Why Would Anyone Share a Nude Photo?
Jefts never thought of herself as the kind of person who would send nude photos. She is circumspect and professional–-and acutely aware of the power of images. But then she met a man who lived an ocean away, and quickly fell in love. Skype was critical to keeping the relationship alive, and the pair often sent each other photos and videochatted in ways that sometimes became sexual. “If it’s World War II and your husband leaves, you send letters and pictures, you have this correspondence that helps maintain that emotional connection,” she explains. “It’s more instantaneous [today] because of the technology, but the origin of it is the same.”
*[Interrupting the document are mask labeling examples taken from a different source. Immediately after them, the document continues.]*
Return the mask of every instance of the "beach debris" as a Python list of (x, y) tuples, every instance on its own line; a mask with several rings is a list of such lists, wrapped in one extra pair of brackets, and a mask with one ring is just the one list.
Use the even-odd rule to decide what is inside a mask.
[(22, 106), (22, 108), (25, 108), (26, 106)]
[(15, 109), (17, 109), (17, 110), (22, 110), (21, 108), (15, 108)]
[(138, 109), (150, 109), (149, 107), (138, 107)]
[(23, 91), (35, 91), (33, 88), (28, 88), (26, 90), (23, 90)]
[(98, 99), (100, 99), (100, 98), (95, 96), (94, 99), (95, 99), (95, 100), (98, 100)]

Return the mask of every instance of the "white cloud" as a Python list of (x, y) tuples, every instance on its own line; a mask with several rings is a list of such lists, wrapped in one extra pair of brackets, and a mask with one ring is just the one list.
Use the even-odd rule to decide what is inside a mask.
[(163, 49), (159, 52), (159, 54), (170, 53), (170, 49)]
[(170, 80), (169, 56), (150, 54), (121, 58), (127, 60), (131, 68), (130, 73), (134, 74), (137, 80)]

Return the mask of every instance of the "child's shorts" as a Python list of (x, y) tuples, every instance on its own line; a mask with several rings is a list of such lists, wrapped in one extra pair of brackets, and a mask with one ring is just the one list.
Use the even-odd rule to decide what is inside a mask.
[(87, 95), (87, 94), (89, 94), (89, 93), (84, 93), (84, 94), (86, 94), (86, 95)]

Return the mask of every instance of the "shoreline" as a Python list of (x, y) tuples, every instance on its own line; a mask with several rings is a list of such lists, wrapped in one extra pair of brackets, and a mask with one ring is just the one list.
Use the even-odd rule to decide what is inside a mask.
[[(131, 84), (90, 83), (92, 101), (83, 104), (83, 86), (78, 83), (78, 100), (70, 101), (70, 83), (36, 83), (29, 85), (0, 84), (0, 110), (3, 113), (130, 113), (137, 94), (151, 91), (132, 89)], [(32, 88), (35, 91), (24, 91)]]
While some nonconsensual porn comes from pictures that are hacked or taken surreptitiously, in many cases the images were flirtatiously traded between partners as sexts. According to a 2016 study of nearly 6,000 adults by researchers at Indiana University, 16% of had sent a sexual photo, and more than one in five had received one. Of those who received nude photos, 23% reported sharing them with others, and men were twice as likely as women to do so.
Boomers might be baffled by this practice, but for many under 30 sexting isn’t seen as particularly transgressive. “It’s embedded in modern relationships in a way that makes us feel safe,” says Sherry Turkle, a professor of the social studies of science and technology at MIT. “This is a question that doesn’t need an answer if you grew up with a phone in your hand.”
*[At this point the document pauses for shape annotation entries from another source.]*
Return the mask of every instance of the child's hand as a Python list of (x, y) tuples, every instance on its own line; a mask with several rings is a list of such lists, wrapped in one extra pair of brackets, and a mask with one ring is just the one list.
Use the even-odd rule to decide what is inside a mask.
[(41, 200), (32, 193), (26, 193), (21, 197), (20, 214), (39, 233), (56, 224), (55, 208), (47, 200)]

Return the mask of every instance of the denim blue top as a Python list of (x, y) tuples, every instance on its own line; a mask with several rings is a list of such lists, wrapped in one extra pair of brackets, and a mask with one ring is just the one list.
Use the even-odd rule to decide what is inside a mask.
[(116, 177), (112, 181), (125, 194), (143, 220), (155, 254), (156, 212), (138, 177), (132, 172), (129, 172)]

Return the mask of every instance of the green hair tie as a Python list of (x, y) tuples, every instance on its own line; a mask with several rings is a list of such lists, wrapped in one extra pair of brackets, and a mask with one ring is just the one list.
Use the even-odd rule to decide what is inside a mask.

According to Turkle, many digital natives are so comfortable on the internet that they imagine that there are rules about what can and can’t happen to the content they share. “If you feel the internet is safe, you want to share everything, because it’ll make you feel closer and it’s a new tool,” she says. “People made up a contract in their minds about the online spaces they’re in.”
Women sometimes circulate male nudes, but studies show the vast majority of nonconsensual images are photos of women spread by men. When accused, some men say they were hacked and the photos must be coming from another source. Others admit that they posted the photos out of anger, lashing out over a perceived slight. One Louisiana tattoo artist told police he posted a sex tape of his ex on a porn site as retribution after she damaged his car. A Minnesota man reportedly admitted he posted explicit images of his ex-wife on Facebook because he was jealous of her new boyfriend.
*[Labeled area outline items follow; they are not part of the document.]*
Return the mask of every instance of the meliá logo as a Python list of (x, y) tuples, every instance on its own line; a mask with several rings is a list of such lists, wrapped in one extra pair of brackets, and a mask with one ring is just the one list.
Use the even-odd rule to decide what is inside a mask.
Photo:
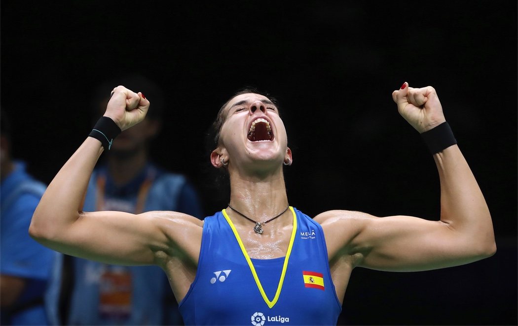
[(316, 239), (316, 234), (314, 230), (310, 231), (300, 231), (300, 238), (303, 239)]
[(264, 314), (259, 312), (254, 313), (252, 315), (252, 324), (254, 326), (263, 326), (265, 321), (275, 321), (283, 324), (285, 322), (290, 322), (290, 317), (282, 316), (265, 316)]

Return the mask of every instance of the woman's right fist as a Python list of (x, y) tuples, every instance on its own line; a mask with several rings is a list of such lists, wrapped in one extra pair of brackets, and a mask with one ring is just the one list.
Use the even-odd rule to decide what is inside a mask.
[(149, 108), (149, 101), (140, 92), (132, 92), (118, 86), (111, 92), (104, 116), (107, 116), (124, 131), (144, 120)]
The dissemination of images can be as much about impressing other men as it is about humiliating the victim. Boys once presented stolen underwear as trophies from conquests — now, a nude selfie can signal the same thing. As a result, schools around the nation have dealt with what are often referred to as sexting rings. In 2014, more than 100 teens in a rural Virginia county were investigated for circulating more than 1,000 nude photos of mostly underage girls on Instagram. A Colorado District Attorney chose not to bring charges against teens who were circulating photos of high school and middle schoolers in 2015. Similar incidents have popped up recently in schools in Ohio, New York and Connecticut. The practice has become common enough that the American Academy of Pediatrics developed a guide for parents on talking to children about sexting.
“Lots of this isn’t intentional,” says Erica Johnstone, a San Francisco attorney with a practice dedicated to sexual privacy. “It’s just part of the hypermasculine culture: sex pictures become like currency.”